Good idea! He can have ribs, I can have chicken skin, and I have cooked chicken for another day!


----------



## Barb L. (May 6, 2008)

Happy Anniversary Suzi !!  Thats one nice looking bird - !  Yum


----------



## Katie H (May 6, 2008)

"Happy Anniversary, Suzi!"  Wishes for many, many more.

Don't you just looooove beer can chicken?  When our children were at home they lovingly called it beer butt chicken, but you know how children get with potty talk.

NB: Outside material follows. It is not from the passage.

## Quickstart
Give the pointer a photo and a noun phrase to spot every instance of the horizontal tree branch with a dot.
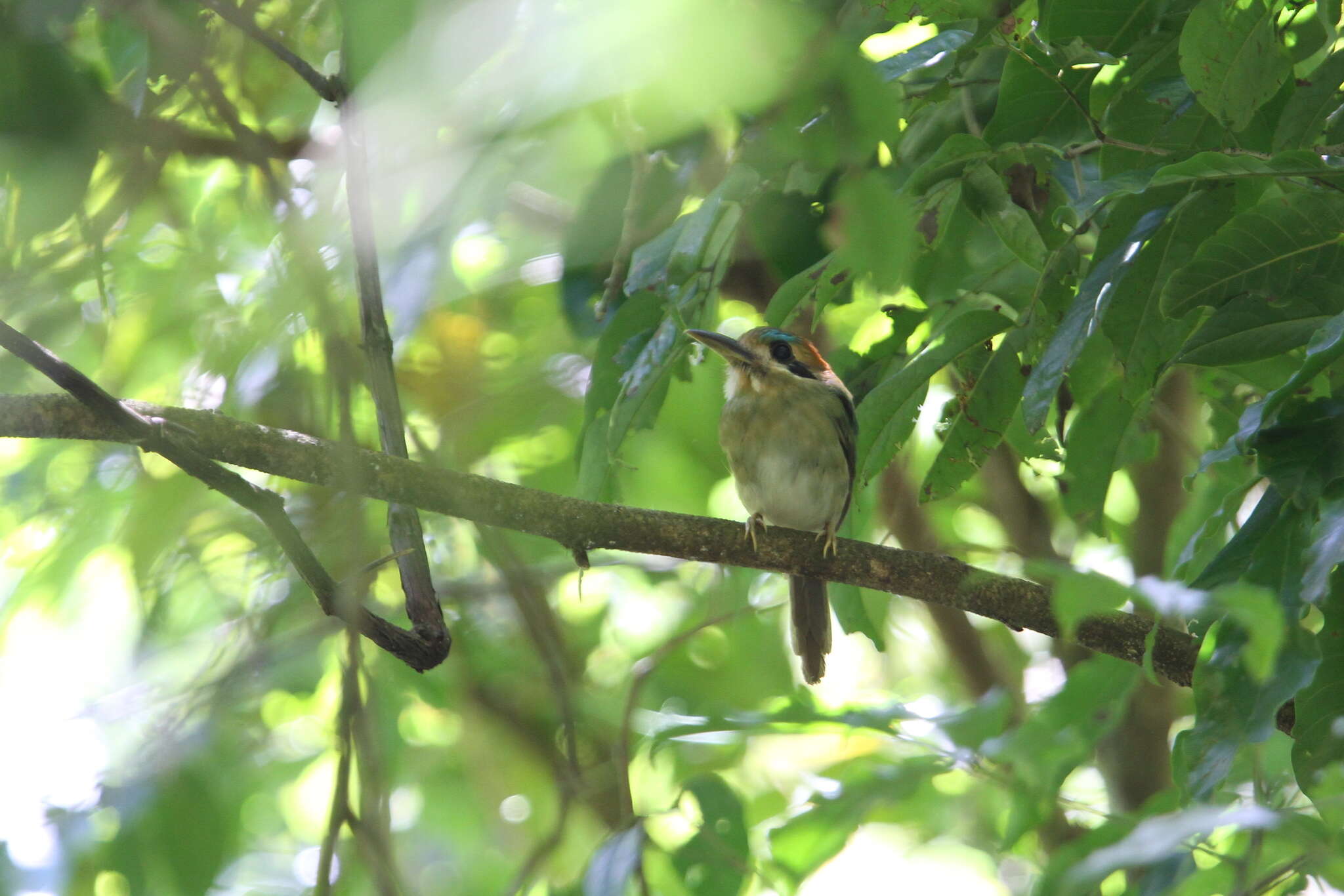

It's one of the best ways we've ever found to cook a whole chicken.  Just can't screw it up either.  And the crisp, tasty skin.  Yum, double yum.


----------



## Maverick2272 (May 6, 2008)

Happy Anniversary!


----------



## welise86 (May 6, 2008)

that chicken is drunk and hittin a gangta lean...LOL but it sure looks good!


----------



## Adillo303 (May 6, 2008)

Happy anniversary Suzi - Great bird. I have to research beer can chicken. I have not run across it before.

AC


----------



## pacanis (May 6, 2008)

Adillo303 said:


> Happy anniversary Suzi - Great bird. I have to research beer can chicken. I have not run across it before.
> 
> AC


 
You will be glad when you do!
Good stuff


----------



## suziquzie (May 7, 2008)

Here Adillo this is the one I use. 
Made it again last night. No leftovers tho, all I could find was a dinky 3 1/2 lb bird yesterday. 
The recipe for the rub makes enough for a few chickens and stores easily. 

Beer Can Chicken Recipe at Epicurious.com

You can also make it in the oven... 350 for an hour and a half or so. Still just as yummy!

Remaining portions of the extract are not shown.